Марфа Михайловна дрожащим голоском запела:
Шла утица по бережку,
Шла утица по крутому…
Девочки подхватили, все скорее, веселее приговаривая:
Вы ути, ути, ути, ути, ути,
Вы куда пошли, пошли, пошли, пошли…
В конце пение замедлилось, голоса стали тише:
Воротитеся назад,
Гуси серые летят…
Высоко и тонко звучал голос Паши Ковалевой, выделяясь из всех. Ей представлялся любимый клен на той поляне, ровное, складное, как облитое свежими майскими листьями деревце, дорога, по которой мчался всадник на черном коне… Слышался шелест ветвей, плеск озерных вод, шум крыльев пролетающих птиц…
– Колокольчик ты мой, – обняла ее Марфа Михайловна. – Соловушка!
Воскресный день летом долог. Можно еще и в прятки поиграть, в кустах-боскетах поаукаться. И вот уже детский смех разносится по парку. Здесь и Коля Аргунов, сын крепостного художника Ивана Петровича Аргунова. Он всегда так: где увидит Пашу Ковалеву – туда бежит.
Наигравшись, все сели в кружок за кустами, а проказливая Таня Шлыкова, выдумщица и лучшая танцорка, предложила сыграть в «молчанку».
– Как это?
Она сделала страшные глаза и велела всем повторять:
– Сорок амбаров сухих тараканов, сорок кадушек соленых лягушек – кто промолвит, тот и съест!
Кто первый нарушит «молчанку»? Никому не хотелось есть «такую гадость», и все молчали, только Коля прыскал в кулак. На беду проходила мимо баба Арина, и тут же разнесся ее грубый голос:
– Вы что тут делаете?
В ответ – молчание. Баба Арина пришла в ярость:
– Дурищи! Чо молчите?
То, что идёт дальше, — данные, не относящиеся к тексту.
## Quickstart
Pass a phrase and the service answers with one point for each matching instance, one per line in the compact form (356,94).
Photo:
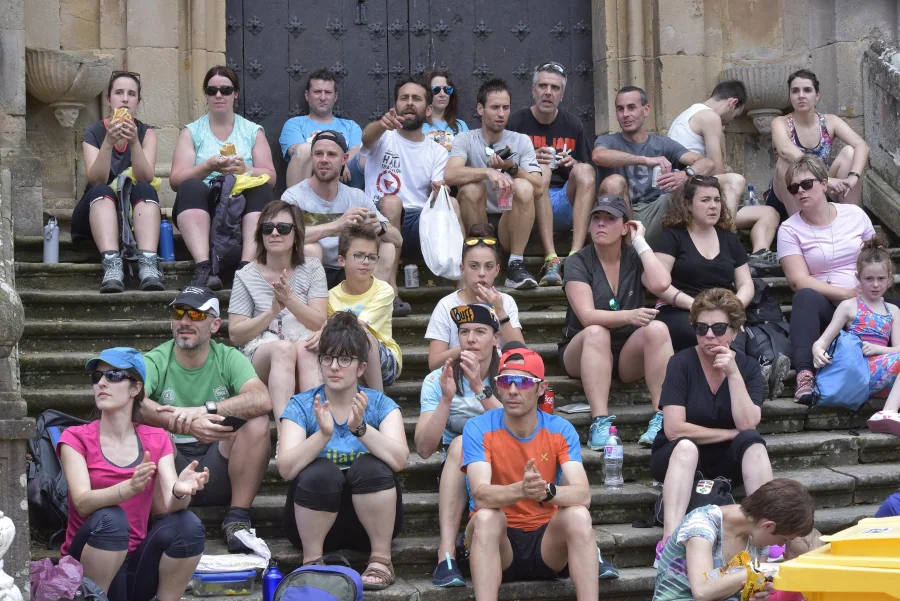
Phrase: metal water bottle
(51,241)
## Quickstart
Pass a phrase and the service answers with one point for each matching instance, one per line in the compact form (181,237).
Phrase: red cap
(522,359)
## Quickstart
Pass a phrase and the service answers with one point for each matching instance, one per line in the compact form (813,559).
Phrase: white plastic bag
(440,236)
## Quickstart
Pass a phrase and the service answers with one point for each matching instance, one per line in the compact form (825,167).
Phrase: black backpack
(48,493)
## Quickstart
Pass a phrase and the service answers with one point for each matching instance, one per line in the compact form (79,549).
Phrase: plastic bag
(53,582)
(440,235)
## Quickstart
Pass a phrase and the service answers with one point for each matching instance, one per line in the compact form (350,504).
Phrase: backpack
(335,581)
(48,492)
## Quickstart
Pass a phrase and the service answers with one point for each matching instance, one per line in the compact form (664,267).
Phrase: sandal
(385,574)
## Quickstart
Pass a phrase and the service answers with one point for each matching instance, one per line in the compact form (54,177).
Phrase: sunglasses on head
(805,184)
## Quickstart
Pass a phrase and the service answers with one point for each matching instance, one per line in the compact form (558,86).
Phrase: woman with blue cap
(119,472)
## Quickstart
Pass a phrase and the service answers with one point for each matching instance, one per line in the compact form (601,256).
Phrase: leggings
(179,535)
Ишь ты, еще и мальчишка с ними?! На хлеб на воду посажу! – Она размахнулась и хотела ударить Таню, но храбрый Коля подскочил и загородил ее.
Неизвестно, что бы случилось, если бы не Марфа Михайловна, которая спокойно заметила:
– Нынче воскресенье, им позволено играть… А теперь, девочки, пора домой, – и взяла за руку Пашу.
Та прижалась щекой к ее руке:
– Хорошо, что вы с нами… – прошептала девочка и шмыгнула носом.
Княгиня Долгорукая не забывала, что ей поручено приучать девочку к хорошим манерам, потому заметила:
– Не забывай, что я тебе говорила… Не сморкаться, носом не шмыгать.
Еще она учила: «Головку держи высоко, но гордости не выказывай… Глаза должны быть скромно опущены, рот закрыт, – иначе вид у тебя будет такой, словно характер ты имеешь сатирический… вроде как у нашего Ивана Долгорукого».